Cross-income comparisons

To rule out the possibility that effortful control growth rate or variability might differ at different levels of income, particularly for families at or near the poverty cutoff, growth rates of executive control and delay ability were compared across income categories representing families who were at- or near-poverty, lower income (below the county median), middle income (median to $100K), and upper income (≥$100K) (Figure 2).

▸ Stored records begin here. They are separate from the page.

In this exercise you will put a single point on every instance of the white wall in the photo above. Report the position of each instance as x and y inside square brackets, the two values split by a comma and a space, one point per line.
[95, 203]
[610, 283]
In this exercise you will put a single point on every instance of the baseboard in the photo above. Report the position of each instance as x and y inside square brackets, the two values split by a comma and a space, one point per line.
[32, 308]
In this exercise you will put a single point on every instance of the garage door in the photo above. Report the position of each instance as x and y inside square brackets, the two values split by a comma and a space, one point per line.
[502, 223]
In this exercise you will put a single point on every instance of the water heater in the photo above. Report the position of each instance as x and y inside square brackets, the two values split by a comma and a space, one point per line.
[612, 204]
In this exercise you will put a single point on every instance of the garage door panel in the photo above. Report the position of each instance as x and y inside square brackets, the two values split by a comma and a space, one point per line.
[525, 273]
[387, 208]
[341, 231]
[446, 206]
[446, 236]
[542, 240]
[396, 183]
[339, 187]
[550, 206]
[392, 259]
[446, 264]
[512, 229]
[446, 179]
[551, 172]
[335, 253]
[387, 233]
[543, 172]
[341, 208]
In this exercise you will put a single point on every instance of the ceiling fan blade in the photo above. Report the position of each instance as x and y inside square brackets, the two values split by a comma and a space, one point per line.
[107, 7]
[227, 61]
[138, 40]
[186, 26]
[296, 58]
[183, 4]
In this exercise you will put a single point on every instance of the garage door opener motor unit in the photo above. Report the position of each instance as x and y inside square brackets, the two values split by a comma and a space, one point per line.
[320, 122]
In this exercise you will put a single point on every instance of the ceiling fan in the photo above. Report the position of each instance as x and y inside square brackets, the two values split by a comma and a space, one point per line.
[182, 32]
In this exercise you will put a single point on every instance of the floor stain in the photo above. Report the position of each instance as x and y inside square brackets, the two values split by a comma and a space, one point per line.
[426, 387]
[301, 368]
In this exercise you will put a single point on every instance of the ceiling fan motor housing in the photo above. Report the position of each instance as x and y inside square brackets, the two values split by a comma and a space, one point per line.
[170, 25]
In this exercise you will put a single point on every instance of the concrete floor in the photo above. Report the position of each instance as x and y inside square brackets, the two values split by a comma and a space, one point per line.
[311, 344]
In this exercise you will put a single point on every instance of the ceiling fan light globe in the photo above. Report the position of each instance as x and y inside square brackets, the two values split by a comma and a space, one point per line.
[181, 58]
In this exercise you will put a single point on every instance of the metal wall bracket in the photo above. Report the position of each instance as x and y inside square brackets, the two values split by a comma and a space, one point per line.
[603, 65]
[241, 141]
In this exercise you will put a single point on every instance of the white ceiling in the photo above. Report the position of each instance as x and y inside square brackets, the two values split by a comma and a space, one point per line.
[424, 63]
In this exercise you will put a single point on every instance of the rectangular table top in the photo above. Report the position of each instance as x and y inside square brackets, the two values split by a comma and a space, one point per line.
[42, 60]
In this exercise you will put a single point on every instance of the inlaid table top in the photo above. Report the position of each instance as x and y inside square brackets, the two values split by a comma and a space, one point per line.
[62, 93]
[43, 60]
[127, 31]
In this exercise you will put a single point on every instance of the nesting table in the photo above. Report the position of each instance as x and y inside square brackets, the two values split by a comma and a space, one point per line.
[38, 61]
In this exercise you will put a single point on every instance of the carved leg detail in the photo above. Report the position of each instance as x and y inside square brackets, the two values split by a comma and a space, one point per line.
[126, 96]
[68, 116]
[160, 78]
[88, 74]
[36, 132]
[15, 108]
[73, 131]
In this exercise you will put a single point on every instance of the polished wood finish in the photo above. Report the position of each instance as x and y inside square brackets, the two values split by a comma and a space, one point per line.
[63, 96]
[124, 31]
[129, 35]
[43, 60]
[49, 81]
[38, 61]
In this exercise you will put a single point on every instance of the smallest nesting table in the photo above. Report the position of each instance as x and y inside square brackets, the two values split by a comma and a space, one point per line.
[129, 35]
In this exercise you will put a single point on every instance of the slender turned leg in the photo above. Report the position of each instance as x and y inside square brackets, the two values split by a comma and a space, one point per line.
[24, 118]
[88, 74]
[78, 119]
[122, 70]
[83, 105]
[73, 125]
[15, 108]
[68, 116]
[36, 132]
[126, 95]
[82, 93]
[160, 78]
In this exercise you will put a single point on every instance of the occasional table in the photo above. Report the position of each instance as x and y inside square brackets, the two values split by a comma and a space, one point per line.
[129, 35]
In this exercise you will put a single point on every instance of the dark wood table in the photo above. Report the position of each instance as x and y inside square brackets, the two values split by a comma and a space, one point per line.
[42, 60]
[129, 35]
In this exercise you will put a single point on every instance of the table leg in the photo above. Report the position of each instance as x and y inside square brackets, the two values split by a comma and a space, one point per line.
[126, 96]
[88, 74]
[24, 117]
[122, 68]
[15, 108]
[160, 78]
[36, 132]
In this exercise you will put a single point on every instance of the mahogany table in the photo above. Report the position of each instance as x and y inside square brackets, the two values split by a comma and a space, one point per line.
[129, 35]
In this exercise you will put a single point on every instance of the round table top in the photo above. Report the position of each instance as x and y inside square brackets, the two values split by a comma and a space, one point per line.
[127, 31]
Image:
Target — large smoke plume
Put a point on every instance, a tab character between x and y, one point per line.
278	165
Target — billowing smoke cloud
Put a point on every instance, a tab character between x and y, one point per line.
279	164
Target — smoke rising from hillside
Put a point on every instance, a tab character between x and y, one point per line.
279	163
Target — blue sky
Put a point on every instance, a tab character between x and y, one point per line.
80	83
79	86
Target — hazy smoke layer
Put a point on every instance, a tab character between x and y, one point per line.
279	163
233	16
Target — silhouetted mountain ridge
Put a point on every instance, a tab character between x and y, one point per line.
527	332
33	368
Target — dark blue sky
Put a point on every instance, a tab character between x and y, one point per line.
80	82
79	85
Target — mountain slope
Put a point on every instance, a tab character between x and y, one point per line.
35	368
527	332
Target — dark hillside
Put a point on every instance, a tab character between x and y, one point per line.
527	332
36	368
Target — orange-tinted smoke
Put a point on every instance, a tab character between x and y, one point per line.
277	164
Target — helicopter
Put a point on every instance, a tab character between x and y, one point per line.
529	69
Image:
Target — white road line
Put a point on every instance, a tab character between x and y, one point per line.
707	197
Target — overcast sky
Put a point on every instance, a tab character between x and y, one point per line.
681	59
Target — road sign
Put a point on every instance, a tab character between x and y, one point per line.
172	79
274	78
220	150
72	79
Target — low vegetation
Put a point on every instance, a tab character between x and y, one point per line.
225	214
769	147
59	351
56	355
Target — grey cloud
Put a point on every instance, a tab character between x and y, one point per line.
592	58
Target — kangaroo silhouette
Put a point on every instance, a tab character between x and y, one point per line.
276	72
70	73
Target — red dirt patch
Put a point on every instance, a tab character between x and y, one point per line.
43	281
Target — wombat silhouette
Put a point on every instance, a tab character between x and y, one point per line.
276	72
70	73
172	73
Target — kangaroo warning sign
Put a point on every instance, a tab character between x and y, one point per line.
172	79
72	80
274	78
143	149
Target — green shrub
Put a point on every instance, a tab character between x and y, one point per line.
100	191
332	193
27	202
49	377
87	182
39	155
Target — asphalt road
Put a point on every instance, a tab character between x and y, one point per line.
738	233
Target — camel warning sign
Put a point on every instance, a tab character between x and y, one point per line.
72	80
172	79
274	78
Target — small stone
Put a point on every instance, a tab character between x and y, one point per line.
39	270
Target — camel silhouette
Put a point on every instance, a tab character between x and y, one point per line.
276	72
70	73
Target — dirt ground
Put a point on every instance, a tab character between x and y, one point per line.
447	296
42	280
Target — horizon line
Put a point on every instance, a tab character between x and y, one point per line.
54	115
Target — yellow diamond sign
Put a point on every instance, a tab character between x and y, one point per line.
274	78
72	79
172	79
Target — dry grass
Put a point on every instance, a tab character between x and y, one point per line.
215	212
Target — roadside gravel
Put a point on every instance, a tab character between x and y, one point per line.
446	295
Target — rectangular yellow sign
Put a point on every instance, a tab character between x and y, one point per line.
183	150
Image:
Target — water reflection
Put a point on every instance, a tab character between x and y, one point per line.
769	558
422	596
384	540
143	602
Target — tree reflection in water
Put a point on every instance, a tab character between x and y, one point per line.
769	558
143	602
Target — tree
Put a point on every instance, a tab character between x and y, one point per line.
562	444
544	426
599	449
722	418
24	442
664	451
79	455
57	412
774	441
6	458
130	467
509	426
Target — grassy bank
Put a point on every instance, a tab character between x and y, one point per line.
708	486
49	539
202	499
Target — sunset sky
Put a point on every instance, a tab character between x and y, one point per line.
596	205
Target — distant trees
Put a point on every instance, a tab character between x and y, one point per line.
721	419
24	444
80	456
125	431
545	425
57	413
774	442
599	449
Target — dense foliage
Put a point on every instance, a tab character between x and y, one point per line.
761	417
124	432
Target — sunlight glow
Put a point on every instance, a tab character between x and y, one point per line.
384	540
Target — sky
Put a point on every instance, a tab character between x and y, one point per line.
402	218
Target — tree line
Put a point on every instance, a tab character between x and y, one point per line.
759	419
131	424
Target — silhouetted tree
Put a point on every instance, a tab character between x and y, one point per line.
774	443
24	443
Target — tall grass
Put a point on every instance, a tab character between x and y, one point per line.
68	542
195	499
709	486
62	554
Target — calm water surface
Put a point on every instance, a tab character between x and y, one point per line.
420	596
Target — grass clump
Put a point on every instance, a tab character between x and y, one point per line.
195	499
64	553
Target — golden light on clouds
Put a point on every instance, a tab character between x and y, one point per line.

Models with all growth parameters set to be equal across groups were compared to those with all growth parameters free to differ across groups. Significant χ2-difference tests across these models indicated that growth parameters were not equivalent across the groups. To identify the source of the differences, first the intercept growth factors were constrained across groups, and then the linear slope factors were constrained across groups. Chi-square difference tests across these models indicated that intercept factors for executive control, χ2-difference[3]=18.47, p≤.01, and delay ability, χ2-difference[3]=12.51, p≤.01, differed significantly across income groups, whereas slope factors did not (executive control: χ2-difference[3]=3.58, ns.; delay ability: χ2-difference[3]=2.77, ns.). This means that the income groups differed in initial levels of executive control and delay ability but not in the rate of linear growth, and thus, initial income-related differences in levels of effortful control were maintained across the 4 time points of the study. Analyses were also conducted testing for differences across the quadratic growth factors, even though there was not significant variability in this factor overall, to ensure that there were no differences in rates of deceleration of growth at different income cutoffs. No differences in quadratic growth patterns were found across income groups.

Figure 2.

Figure 2

Growth Patterns for a) executive control and b) delay ability across income levels.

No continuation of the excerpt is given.